A broad group of scholars is beginning to demonstrate that religious belief and factual belief are indeed different kinds of mental creatures. People process evidence differently when they think with a factual mind-set rather than with a religious mind-set. Even what they count as evidence is different. And they are motivated differently, based on what they conclude. . . .I have often thought about this with regard to evolution. Natural selection is the view of biology you end up with if you reason with the same parts of your brain you use for fixing the plumbing. Nobody can seriously dispute that evolution happens using their rational brain centers. The dispute is really over whether that is the right way to think about human origins; fundamentalists believe that rationality is simply not the right way to approach a question that they regard as divine, so rational arguments have no effect on them.

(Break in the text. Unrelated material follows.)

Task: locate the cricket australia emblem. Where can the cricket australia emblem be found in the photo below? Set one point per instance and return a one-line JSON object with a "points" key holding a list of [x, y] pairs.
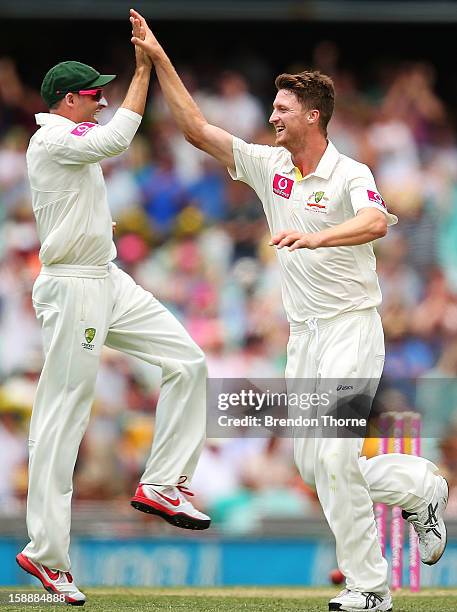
{"points": [[317, 201], [89, 335]]}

We evaluate factual beliefs often with perceptual evidence. If I believe that the dog is in the study but I find her in the kitchen, I change my belief. We evaluate religious beliefs more with our sense of destiny, purpose and the way we think the world should be.
And, really, whether people believe in evolution is not all that important to how life goes on in our century. The great danger is that people can move all sorts of beliefs to the sacred modules of the brain, where they become impenetrable to factual refutation. We are seeing this happen all around us with regard to climate change. (On both sides, I would say -- the evidence for anthropogenic climate change is good but far from perfect, and I am just as suspicious of predictions of this or that climate catastrophe as I am of outright denial.) Certain cranky conservatives seem convinced that paper money is some kind of scam, and that the economic policies of the Fed are criminal acts. Even bits of mundane politics like tax rates or health insurance exchanges can be turned into Beliefs, people holding views that have nothing to do with what is actually happening in the world. When that happens, any notion of politics as a conversation breaks down, and we are left shouting at each other, and counting votes.